Detectan fisura en Donceles
Los dos operadores del jefe de Gobierno se reunieron en el Zócalo a echar un café...

Adrián Rueda
Capital político
La reciente foto que el secretario de Gobierno, Héctor Serrano, y el líder de la Asamblea Legislativa del DF, Manuel Granados, publicaron en redes para tratar de echar abajo las versiones de que no se llevan nada bien, parece haber quedado en el olvido.
Ante las versiones de que los encontronazos entre ambos eran cada vez más fuertes, los dos operadores de Miguel Ángel Mancera se reunieron en el Zócalo a echar un café, y al término de la reunión se tomaron una foto que subieron cada quien a su cuenta personal de Twitter.
El mensaje que querían enviar era que todo está bien y que quienes dicen que traen pique es porque solamente quieren dividir; el asunto es que cada vez son más los que piensan que no se pueden ver ni en pintura.
Por supuesto que nadie se tragó eso de la foto en la oficina de Serrano, pero dejaron tranquilo a quien les sugirió dar un mensaje de unidad ante los enemigos del gobierno.
Y es que, entre otras muchas cosas, el tema de los derechos humanos es algo que no quedó muy claro, pues mientras Granados fue acusado de fallar en la operación para la ratificación de Luis González Placencia al frente de la CDHDF, Serrano no movió un dedo para apoyarlo.

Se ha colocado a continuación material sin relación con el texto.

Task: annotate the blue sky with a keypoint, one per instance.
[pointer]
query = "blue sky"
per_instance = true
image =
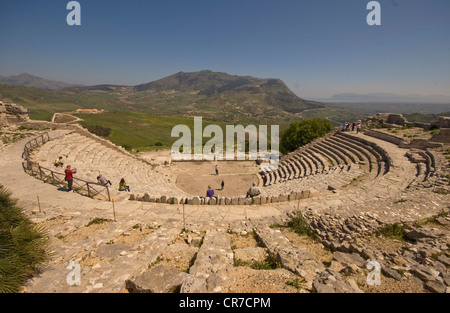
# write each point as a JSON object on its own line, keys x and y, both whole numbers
{"x": 319, "y": 48}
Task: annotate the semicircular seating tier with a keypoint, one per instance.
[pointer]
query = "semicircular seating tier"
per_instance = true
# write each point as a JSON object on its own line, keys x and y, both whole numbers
{"x": 92, "y": 158}
{"x": 333, "y": 160}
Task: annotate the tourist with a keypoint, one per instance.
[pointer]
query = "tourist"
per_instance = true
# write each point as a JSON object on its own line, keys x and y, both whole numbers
{"x": 210, "y": 192}
{"x": 69, "y": 176}
{"x": 123, "y": 186}
{"x": 253, "y": 191}
{"x": 103, "y": 181}
{"x": 58, "y": 162}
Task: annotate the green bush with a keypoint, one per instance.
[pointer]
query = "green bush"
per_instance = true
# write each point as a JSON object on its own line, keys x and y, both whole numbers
{"x": 23, "y": 246}
{"x": 300, "y": 226}
{"x": 301, "y": 133}
{"x": 100, "y": 131}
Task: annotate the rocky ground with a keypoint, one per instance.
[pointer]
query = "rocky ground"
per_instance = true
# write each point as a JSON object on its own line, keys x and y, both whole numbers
{"x": 331, "y": 242}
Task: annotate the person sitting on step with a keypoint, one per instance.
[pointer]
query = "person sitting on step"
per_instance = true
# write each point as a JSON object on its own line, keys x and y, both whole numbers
{"x": 58, "y": 162}
{"x": 253, "y": 191}
{"x": 123, "y": 186}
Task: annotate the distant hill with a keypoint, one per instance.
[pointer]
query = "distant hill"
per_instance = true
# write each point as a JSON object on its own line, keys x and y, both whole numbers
{"x": 386, "y": 98}
{"x": 212, "y": 95}
{"x": 28, "y": 80}
{"x": 273, "y": 92}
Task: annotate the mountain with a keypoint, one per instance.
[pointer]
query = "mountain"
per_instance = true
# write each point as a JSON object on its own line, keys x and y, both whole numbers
{"x": 387, "y": 97}
{"x": 29, "y": 80}
{"x": 212, "y": 95}
{"x": 217, "y": 85}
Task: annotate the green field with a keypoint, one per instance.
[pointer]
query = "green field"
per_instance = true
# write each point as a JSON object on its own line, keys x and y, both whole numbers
{"x": 144, "y": 132}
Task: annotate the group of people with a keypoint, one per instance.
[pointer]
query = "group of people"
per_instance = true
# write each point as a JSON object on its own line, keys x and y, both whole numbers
{"x": 104, "y": 182}
{"x": 69, "y": 172}
{"x": 346, "y": 127}
{"x": 252, "y": 192}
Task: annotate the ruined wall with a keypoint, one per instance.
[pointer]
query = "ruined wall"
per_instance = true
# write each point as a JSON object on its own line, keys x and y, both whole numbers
{"x": 11, "y": 113}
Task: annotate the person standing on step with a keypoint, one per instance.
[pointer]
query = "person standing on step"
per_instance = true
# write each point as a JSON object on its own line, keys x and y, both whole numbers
{"x": 123, "y": 185}
{"x": 210, "y": 192}
{"x": 69, "y": 176}
{"x": 103, "y": 181}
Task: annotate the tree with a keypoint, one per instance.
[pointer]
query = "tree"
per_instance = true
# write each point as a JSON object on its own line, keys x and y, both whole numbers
{"x": 301, "y": 133}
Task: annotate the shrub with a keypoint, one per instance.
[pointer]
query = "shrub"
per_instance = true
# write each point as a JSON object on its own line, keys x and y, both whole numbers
{"x": 23, "y": 246}
{"x": 301, "y": 133}
{"x": 301, "y": 227}
{"x": 100, "y": 131}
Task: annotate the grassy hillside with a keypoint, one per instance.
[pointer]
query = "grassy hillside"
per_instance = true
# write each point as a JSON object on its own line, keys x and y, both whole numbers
{"x": 23, "y": 247}
{"x": 143, "y": 132}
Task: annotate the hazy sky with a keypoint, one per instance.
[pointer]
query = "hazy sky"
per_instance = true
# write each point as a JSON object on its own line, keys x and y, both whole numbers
{"x": 318, "y": 47}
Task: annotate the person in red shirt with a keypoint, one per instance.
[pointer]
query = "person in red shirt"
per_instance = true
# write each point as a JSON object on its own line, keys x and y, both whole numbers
{"x": 69, "y": 176}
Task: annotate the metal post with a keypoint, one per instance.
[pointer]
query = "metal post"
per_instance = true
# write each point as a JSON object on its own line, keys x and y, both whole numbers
{"x": 39, "y": 205}
{"x": 114, "y": 212}
{"x": 184, "y": 219}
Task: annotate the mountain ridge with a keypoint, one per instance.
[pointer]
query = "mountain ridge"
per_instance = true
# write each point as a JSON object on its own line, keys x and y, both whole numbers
{"x": 29, "y": 80}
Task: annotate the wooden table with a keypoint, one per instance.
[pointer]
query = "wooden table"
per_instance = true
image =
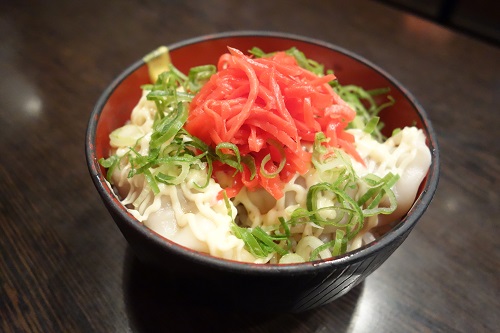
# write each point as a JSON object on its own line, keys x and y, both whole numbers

El secretario de Gobierno quiso intervenir literalmente al cuarto para las doce de la fecha de vencimiento para la ratificación, pero el jefe le dijo que ya era demasiado tarde para hacer algo, por lo que era preferible que González Placencia desistiera. Por esa razón, se tuvo que abrir un nuevo proceso para buscar quién sería la cabeza en la Comisión de Derechos Humanos del DF, a la que ayer llegó por unanimidad Perla Gómez Gallardo, identificada con el líder de la Asamblea Legislativa.
Desde la semana pasada se sabía que ella sería la próxima ombudsman de la ciudad, pues tanto Mancera como el resto de las fuerzas políticas le darían su respaldo, a pesar de que había otros 28 aspirantes.
Y todo iba bien, pero el viernes por la tarde los diputados que llevaron a cabo el proceso de elección recibieron indicaciones de que metieran el freno, pues habían surgido algunas dificultades y Perla ya no estaba tan firme.
Nadie supo qué tipo de inconvenientes, pero muchos en Donceles piensan que pudo haber sido una diferencia entre Granados y Serrano, aunque al final las cosas se recompusieron y todo salió como estaba previsto.
Y aunque las aguas parecen haber regresado a la calma, a muchos llamó la atención de que, desde el lunes anterior, los diputados progresistas tendrán que reunirse todas las semanas con el secretario de Gobierno para recibir línea.
Eso sí, debe calentar, pues se supone que quien coordina y opera es Granados, por lo que a varios extraña que se haya tomado la decisión de meter a Serrano a reunirse con ellos cada semana. Por lo pronto, en la reunión del pasado lunes, el líder de la ALDF sólo estuvo unos minutos y abandonó el lugar antes de que terminara, dejando al secretario de Gobierno al frente para concluirla.
A lo mejor no tiene nada de raro y sólo es para amarrar la acción del GDF y sus diputados, pero la decisión ha dado paso al chismorreo entre las curules, donde perciben una división en esa mancuerna operativa.
CENTAVITOS… Por cierto, quienes quieren aprovechar el presunto distanciamiento entre Granados y Serrano son sus enemigos dentro de la ALDF, pues diputados de corrientes contrarias se disputan lo que quieren ver como un vacío en Donceles. Por una parte, los enviados de IDN, teniendo como cabeza a la diputada Ariadna Montiel, buscan adueñarse de la coordinación, al grado de impedir que otros diputados quieran conducir las reuniones del grupo parlamentario del PRD cuando Granados no está. Seguramente las cosas se compondrán pronto, sobre todo ante los temas tan importantes que se avecinan como el presupuesto 2014… y es que en el tema de los dineros nadie quiere quedar fuera.